Première mention de Neotinea tridentata en Savoie

La chance et le hasard sont souvent étroitement liés. Jean Louis Bory disait: “toutes les rencontres se font par hasard”, et Pierre Dac avait cette formule: « la chance, c’est une question de veine ».

Du hasard, de la chance ou de la veine, il en fallait pour effectuer la première observation de l’orchis à trois dents en Savoie (neotinea tridentata). Un seul pied, pour un département dont la superficie est de 602 825 hectares, soit 6028 kilomètres carrés!!. Cette observation était vraiment loin d’être acquise, relevant même du défi quand on sait que la zone de répartition géographique de cette espèce se limite en France à la Provence et aux pentes ensoleillées de certains massifs des Préalpes calcaires, faisant une timide incursion dans le sud des départements de l’Ain et des Hautes-Alpes, où elle atteint la limite nord de sa répartition.

En Savoie, les secteurs a priori les plus favorables pour cette première mention auraient pu être les pentes herbeuses sur calcaire qui ne manquent pas sur l’ensemble du département. Tout comme les pelouses arides en friche, à faible altitude, puisque cette espèce peine habituellement à atteindre 1000 mètres, comme c’est le cas sur les contreforts du massif du Vercors où elle côtoie généralement l’ophrys de la Drôme ou l’orchis de Provence (Ophrys drumana et Orchis provincialis), deux espèces péri-méditerranéennes.

Pour mettre le doigt dessus en Savoie, il fallait parcourir la pinède à pins sylvestres qui s’étend au-dessus de Termignon, en Haute-Maurienne, sur son versant exposé plein sud à l’altitude de 1580 mètres!! L’été transforme ce site en véritable fournaise, et ces conditions d’ensoleillement particulières,  comme la faiblesse des précipitations ont favorisé la formation de pelouses steppiques avec un type de végétation rare en Savoie comme au niveau national, où dominent certaines espèces de graminées comme le stipe à tiges laineuses (Stipa eriocaulis). Mais l’orchis à trois dents se développe ici en compagnie de la clématite alpine (Clematis alpina),  la racine de corail (Corallorhiza trifida) et le sabot de Vénus (Cypripedium calceolus), trois espèces dont les deux premières ont, l’une et l’autre, un caractère montagnard nettement plus affirmé.

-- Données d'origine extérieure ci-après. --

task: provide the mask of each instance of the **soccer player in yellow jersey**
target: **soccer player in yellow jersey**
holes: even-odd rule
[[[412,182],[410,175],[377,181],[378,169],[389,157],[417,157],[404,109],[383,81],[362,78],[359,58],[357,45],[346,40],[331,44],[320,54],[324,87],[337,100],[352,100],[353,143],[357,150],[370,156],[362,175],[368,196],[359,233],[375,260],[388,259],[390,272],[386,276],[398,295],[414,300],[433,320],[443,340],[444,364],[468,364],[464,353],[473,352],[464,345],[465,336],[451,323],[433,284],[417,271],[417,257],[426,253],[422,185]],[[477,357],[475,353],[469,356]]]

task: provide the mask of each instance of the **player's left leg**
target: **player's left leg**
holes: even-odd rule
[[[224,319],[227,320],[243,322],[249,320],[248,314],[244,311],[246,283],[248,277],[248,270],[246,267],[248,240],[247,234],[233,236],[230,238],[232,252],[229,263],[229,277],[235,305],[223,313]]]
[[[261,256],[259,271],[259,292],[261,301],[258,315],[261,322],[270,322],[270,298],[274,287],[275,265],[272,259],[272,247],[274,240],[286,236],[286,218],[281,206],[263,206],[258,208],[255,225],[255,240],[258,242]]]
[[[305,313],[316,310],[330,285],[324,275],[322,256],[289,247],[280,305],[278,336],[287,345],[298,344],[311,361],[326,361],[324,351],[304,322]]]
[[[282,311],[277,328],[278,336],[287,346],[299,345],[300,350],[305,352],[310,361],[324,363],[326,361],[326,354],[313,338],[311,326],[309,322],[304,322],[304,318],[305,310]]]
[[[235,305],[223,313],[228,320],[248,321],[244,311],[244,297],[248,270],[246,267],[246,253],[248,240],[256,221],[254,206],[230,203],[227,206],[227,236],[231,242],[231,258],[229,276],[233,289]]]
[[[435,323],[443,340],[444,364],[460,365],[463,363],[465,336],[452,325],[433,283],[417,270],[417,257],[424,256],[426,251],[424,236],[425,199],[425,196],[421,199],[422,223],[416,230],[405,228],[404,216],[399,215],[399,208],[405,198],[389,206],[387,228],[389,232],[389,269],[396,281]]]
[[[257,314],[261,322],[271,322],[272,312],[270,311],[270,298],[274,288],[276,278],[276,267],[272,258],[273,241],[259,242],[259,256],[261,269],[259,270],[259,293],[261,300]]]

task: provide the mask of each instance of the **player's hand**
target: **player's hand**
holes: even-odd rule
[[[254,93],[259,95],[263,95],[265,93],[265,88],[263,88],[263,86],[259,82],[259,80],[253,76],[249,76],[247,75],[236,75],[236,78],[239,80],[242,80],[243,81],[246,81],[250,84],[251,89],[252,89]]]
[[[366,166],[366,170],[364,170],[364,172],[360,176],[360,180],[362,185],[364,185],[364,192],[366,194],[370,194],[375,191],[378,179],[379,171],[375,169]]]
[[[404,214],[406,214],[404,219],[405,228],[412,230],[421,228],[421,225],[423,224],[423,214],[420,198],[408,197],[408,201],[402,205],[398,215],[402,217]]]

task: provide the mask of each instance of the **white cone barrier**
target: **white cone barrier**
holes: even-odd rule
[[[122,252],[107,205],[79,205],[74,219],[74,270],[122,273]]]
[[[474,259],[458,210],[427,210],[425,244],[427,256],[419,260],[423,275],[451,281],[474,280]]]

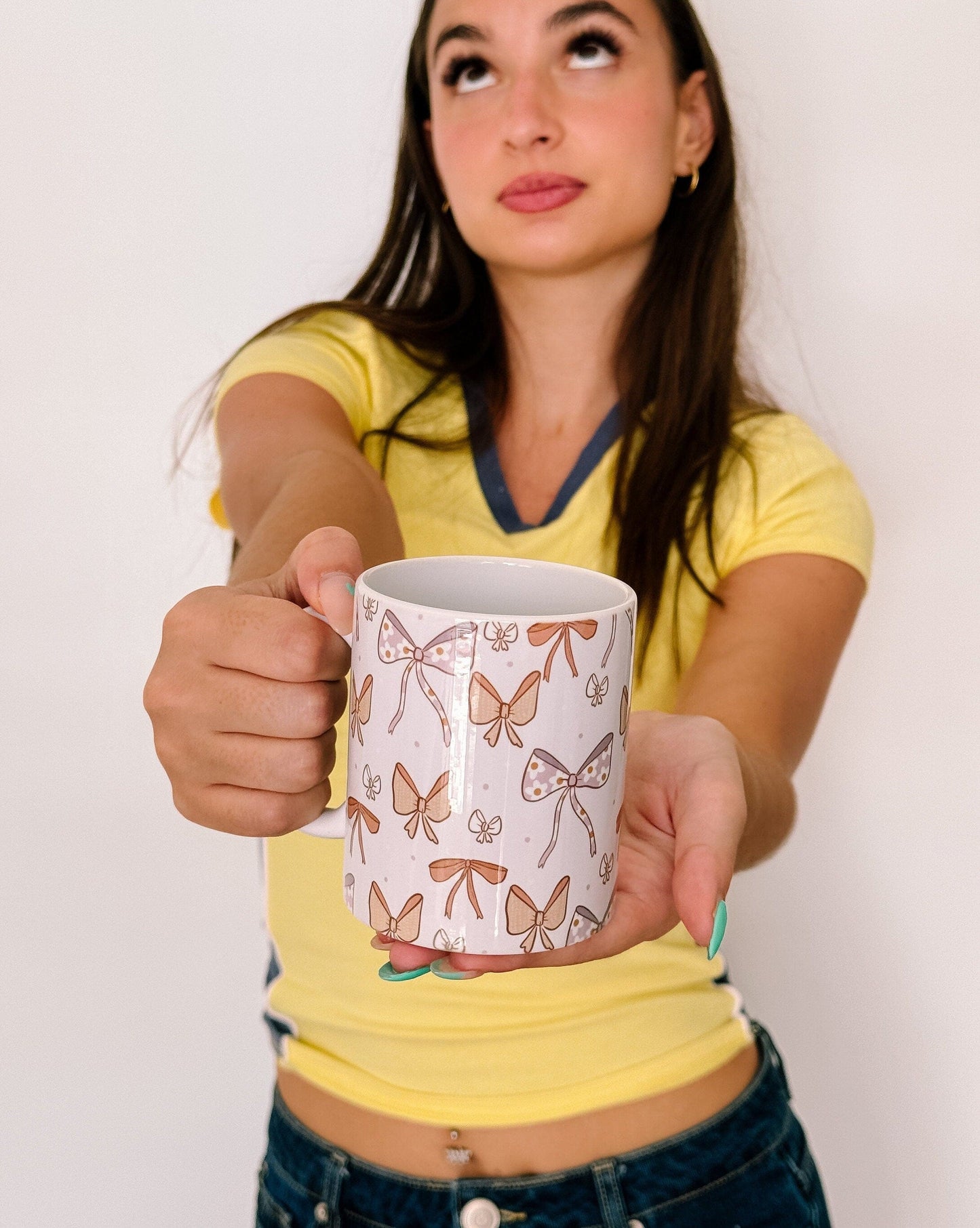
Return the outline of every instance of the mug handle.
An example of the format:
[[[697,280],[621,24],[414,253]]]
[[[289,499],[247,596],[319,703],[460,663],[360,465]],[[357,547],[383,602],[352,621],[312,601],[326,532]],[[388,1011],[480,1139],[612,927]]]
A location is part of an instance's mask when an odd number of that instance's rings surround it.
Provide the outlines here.
[[[321,623],[326,623],[332,630],[341,636],[348,648],[353,647],[354,632],[350,631],[348,635],[342,635],[330,619],[325,618],[318,610],[315,610],[312,605],[305,605],[304,610],[306,614],[312,614],[314,618],[318,618]],[[323,840],[343,840],[344,837],[344,819],[347,815],[347,803],[341,806],[326,807],[312,823],[307,823],[305,828],[300,828],[300,831],[305,831],[307,836],[321,836]]]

Au printemps 2015, à la même date, il n’y avait plus le moindre indice de présence de l’espèce sur le site, mais on peut émettre l’hypothèse que l’événement peut se reproduire à nouveau en Savoie, en Haute-Maurienne ou ailleurs. Alors, ouvrons l’œil!!.  (Cette donnée fut transmise au Parc National de la Vanoise le 16 juin 2013, soit deux jours après cette découverte).